His father obliged, and at the age of 12, Pao began spending time at the Center for Molecular Biology at the Universidad Autónoma de Madrid, where he learned about gene expression in the model system Drosophila melanogaster, a fly. A few years later, at the urging of Professor Gines Morata, Pao decided to attend the University of California San Diego (UC San Diego) due to the strength of molecular biology programs both there and at the Salk Institute, across the street.
For his undergraduate degree in molecular biology, Pao explored the evolution of tyrosine kinases—enzymes that serve as on/off switches—and the complex nature of protein interactions. In his sophomore year, Pao connected with Salk Professor Tony Hunter, whose seminal discovery of tyrosine phosphorylation (the mechanism behind the on/off switches) led to the development of an entire class of anticancer drugs called tyrosine inhibitors, one of which is the leukemia drug Gleevec.
“Tony has an amazing, encyclopedic breadth of knowledge and excitement for science,” says Pao. “He is like the wise man on the mountain that you can consult about any scientific query.”
Pao completed his PhD in molecular biology jointly at UC San Diego and Salk, and he now works as a staff scientist in Hunter’s lab.
Prior to the COVID-19 pandemic, Pao spent many months of every year in Japan, taking skin samples from ocean-dwelling bigfin reef squid for his research.

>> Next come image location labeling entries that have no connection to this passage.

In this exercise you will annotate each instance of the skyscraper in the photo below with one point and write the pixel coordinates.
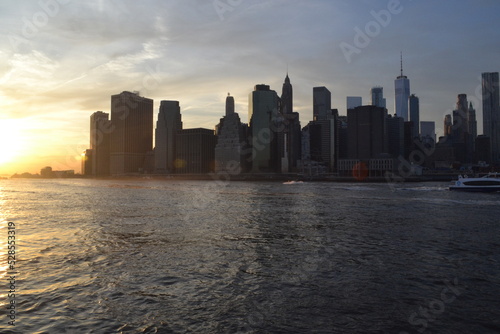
(263, 113)
(415, 115)
(395, 136)
(472, 126)
(448, 125)
(287, 96)
(428, 130)
(377, 94)
(132, 137)
(195, 151)
(491, 112)
(100, 132)
(402, 90)
(229, 155)
(169, 122)
(366, 131)
(322, 103)
(292, 134)
(354, 102)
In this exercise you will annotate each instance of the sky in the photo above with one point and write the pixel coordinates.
(61, 60)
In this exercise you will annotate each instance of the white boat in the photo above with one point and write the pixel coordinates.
(487, 183)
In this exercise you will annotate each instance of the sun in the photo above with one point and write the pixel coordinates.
(11, 140)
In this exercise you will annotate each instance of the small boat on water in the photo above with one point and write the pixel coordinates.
(487, 183)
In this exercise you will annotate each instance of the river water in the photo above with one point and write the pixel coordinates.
(156, 256)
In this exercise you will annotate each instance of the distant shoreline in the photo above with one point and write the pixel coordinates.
(259, 177)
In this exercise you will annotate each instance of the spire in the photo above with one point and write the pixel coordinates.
(401, 76)
(401, 55)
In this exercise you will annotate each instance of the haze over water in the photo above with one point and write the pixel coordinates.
(149, 256)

Squid have special proteins, called reflectins, that allow them to camouflage themselves by tuning the amount of light reflected by their skin—manipulating what scientists call the optical density. Pao is trying to hack these reflectins so that scientists can more easily view internal processes, such as the activity of the brain.

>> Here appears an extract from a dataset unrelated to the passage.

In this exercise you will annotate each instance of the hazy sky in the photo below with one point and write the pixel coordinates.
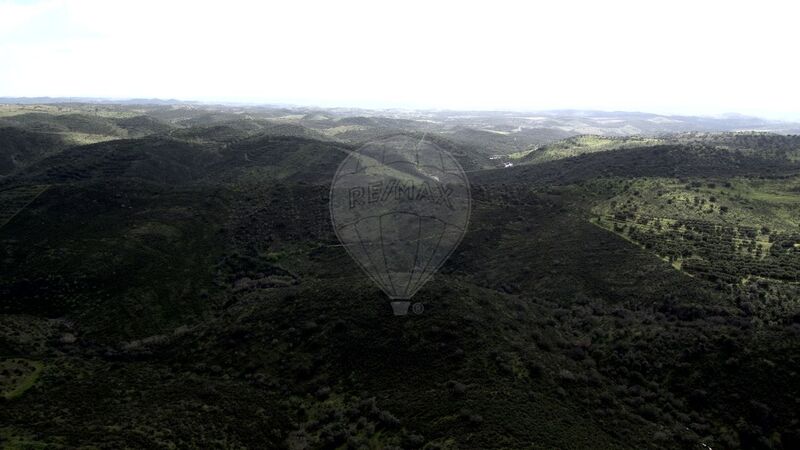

Although the pandemic has made his squid project more difficult to pursue, Pao has numerous other scientific endeavors to keep him busy, including his research involving the novel coronavirus.
At Salk, Pao and colleagues have engineered a fake virus that has the exterior of the coronavirus, allowing them to study a mutation in the spike protein; the protein is what enables the virus to pull itself inside the host cell. “We’re interested in a mutation in the spike protein that makes the virus possibly more infectious,” says Pao. “When we introduced the mutated virus into human cells in the lab, we observed that the cells became infected five times more efficiently than with the nonmutated virus.” Although these findings are preliminary and were conducted using a virus that mimics the novel coronavirus, they could help guide vaccine design for specific coronavirus strains.
Pao is also working on creating fluorescent fake viruses that light up, which will allow scientists to determine whether viruses stick to surfaces, such as face masks, or how the viruses move in air-conditioning systems.
In his free time, Pao likes to play volleyball and surf. He also enjoys rock climbing and has been known to sneak up to Yosemite for a weekend of big wall climbing on El Capitan.
Pao paid for college by working as a professional model in Europe. He modeled in commercials for athletic brands and walked the runway for fashion brands, such as Benetton. Pao also speaks German, English, Mandarin, Cantonese and Spanish fluently.
Pao and colleagues are working on a new project that allows neural data from the brain to be downloaded to a computer. The researchers are taking the data from fly and fish brains and converting it into a computer model to create a program that behaves like a real fly or fish.
“Essentially, we are downloading a fly brain onto the computer,” explains Pao. “It’s not just science fiction. We want to create artificial intelligence that is based on real biology.”